In this trial, the major adverse reactions included pruritus, skin rash, acute liver injury and kidney injury. The adverse reactions of compound edaravone seemed to show a dose-dependent relationship. It is worth noting that, among a total of 29 SAEs, 2 events (severe liver and kidney damage) were related to compound edaravone, both of which happened in one patient in the high-dose group. The underlying pharmacological mechanisms remained unclear. In consideration of safety, high-dose compound edaravone should not be recommended for further clinical investigation.

Although no significant difference was found among the four groups in the primary efficacy outcome, proportions of the patients with mRS score of ≤1 at 90 days in the group treated with medium-dose (69.39%) or high-dose (65.63%) compound edaravone were higher than in the group treated with edaravone (60.64%), and we found the efficacy of the medium-dose compound edaravone was likely to be even better than the high-dose one. In combination with efficacy and safety data, a phase III clinical trial with the medium-dose edaravone group, with a dose of 37.5 mg/time (edaravone 30 mg, (+)-borneol 7.5 mg) is suggested.

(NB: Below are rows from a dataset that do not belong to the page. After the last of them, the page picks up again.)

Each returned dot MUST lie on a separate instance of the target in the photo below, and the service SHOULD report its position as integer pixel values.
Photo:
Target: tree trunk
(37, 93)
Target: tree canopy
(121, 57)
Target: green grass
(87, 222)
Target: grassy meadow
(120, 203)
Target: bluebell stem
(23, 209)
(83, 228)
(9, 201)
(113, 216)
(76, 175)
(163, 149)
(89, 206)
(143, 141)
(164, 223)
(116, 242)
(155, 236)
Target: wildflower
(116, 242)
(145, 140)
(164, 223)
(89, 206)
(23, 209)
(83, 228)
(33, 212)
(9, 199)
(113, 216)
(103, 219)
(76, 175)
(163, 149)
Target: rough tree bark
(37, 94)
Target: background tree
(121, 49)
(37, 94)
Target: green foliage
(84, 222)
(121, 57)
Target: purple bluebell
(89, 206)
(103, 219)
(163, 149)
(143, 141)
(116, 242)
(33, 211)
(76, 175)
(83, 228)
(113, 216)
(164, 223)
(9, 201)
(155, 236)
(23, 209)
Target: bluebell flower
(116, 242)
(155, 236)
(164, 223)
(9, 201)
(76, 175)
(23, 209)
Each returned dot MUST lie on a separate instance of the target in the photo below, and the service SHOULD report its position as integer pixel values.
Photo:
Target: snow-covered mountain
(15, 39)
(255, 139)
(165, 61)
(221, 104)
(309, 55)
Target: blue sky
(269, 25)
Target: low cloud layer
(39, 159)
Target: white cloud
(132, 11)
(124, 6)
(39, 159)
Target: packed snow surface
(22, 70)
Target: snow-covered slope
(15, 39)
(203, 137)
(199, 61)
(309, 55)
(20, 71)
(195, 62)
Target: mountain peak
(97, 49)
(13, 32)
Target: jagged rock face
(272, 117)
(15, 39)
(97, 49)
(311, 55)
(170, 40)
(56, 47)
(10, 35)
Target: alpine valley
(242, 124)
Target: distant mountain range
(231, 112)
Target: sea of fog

Compound edaravone can improve acute brain injury considerably in animal models of focal cerebral ischaemia (reperfused or permanent) and whole cerebral ischaemia reperfusion.22 No drug interaction in vivo between edaravone and (+)-borneol was observed from the preclinical pharmacokinetic study, including absorption, distribution, metabolism and excretion. Edaravone and (+)-borneol rapidly distributed in most tissues and excreted mainly from urine and bile in a conjunction form. Edaravone, (+)-borneol and compound edaravone were not inhibitors or inducers of major CYP (Cytochrome P450 proteins) enzymes (online supplementary table 2). The risk of genetic and reproductive toxicity was not observed in the preclinical studies (online supplementary tables 3 and 4). The pathophysiological mechanism of cerebral ischaemic injury is complex, involving factors such as excitatory amino acids, calcium overload, free radicals, inflammatory response and apoptosis.18 Pharmacological intervention alone cannot affect this complex process effectively.9 Studies that engage multiple targets to improve ischaemic injury are ongoing.23–25 In theory, using two different agents to target different steps of ischaemic injury is likely superior to a single agent in preventing ischaemia.26

Compound edaravone enhanced inhibition of iNOS and TNF-α expression and lower level of ONOO in the ischaemic brain. It could contribute to the synergetic effect of edaravone and borneol in combination. However, this study has several limitations. First, since the study is a phase II study and the sample is small, we cannot make further explorations on the effect of compound edaravone on each TOAST (Trial of Org 10 172 in Acute Stroke Treatment) type with stratification analysis, which will be done in the phase III study. Second, for ethical reasons, only a positive control group (edaravone group) was set up in the study and there was no placebo control group. Third, since no blood samples were collected from the patients in the study, we cannot measure the changes in inflammatory factors before and after medication, and inflammatory factors will be used as secondary indicators to analyse the anti-inflammatory effect of compound edaravone.

Conclusion

Medium-dose compound edaravone was safe in this phase II, multicentre, randomised, double-blind, multiple-dose, active-controlled clinical trial. However, the efficacy still needs to be explored in a large trial. The medium-dose edaravone group (37.5 mg/time) (edaravone 30 mg, (+)-borneol 7.5 mg) will be the optimal dose for a phase III clinical trial.